Null’altro: nessuna pellicola di plastica, nessuna mascheratura: solo il supporto su cui arrotolare i capi, i materiali vegetali prescelti, la forza delle mani (e ce ne vuole tanta!) per arrotolare e fissare il tutto con i fili recuperati da altre stampe. I ‘fagotti’, così preparati, sono finiti per la cottura in un bagno di colore di legno campeggio. Le maniche dei due abiti sono rimaste libere di fluttuare nel bagno.

Così mi piace raccontare come sono nati i capi delle foto.
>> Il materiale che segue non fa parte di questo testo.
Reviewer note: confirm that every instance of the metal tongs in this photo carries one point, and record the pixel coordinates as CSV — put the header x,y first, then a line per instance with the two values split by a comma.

Non è la stessa cosa che partecipare e assistere di persona all’intero processo ma, complice la stagione, è l’occasione per raccontare una storia alternativa della mimosa utilizzata. 

L’alberello, infatti, è approdato sul terrazzo romagnolo di Michela e Marco, molti anni fa, in occasione della ‘festa della donna’. Quasi un dovere, in una giornata diventata, come tante alte, un’abitudine che nulla cambia nei rapporti di coppia, potreste pensare.

La novità, in questo caso, è che si è trattato di un regalo. Ma l’idea di farlo è stata di Michela. A riceverlo è stato Marco. 

Agli occhi di una persona come me, allergica alle celebrazioni imposte dalle consuetudini indotte dal mercato, dalla ‘necessità’ di festeggiare persone, occasioni e situazioni che dovrebbero corrispondere a sentimenti, a modi di essere fatti di affetto, complicità, comprensione, condivisione, reciprocità e rispetto ma anche (inevitabilmente) di scontri, contrasti, discussioni e  litigi –  anche animati – ma sempre civili e, in ogni caso, mai violenti, questo ribaltamento ha un significato importante. E’ segno di consapevolezza. 

Per questo, insieme a Michela, decidiamo di dedicare la mimosa utilizzata per queste stampe a tutti i giorni dell’anno. Perché non ha alcun senso celebrare la Festa delle donne – che, propriamente, sarebbe La giornata internazionale delle donne – senza che nulla cambi, realmente, nella percezione generale del suo significato. E che, come da tradizione, ‘passata la festa, gabbato lo santo’. E, di conseguenza, regalato (e ricevuto) un ramoscello di mimosa, ci si senta a posto. Non funziona così. Riflettiamoci.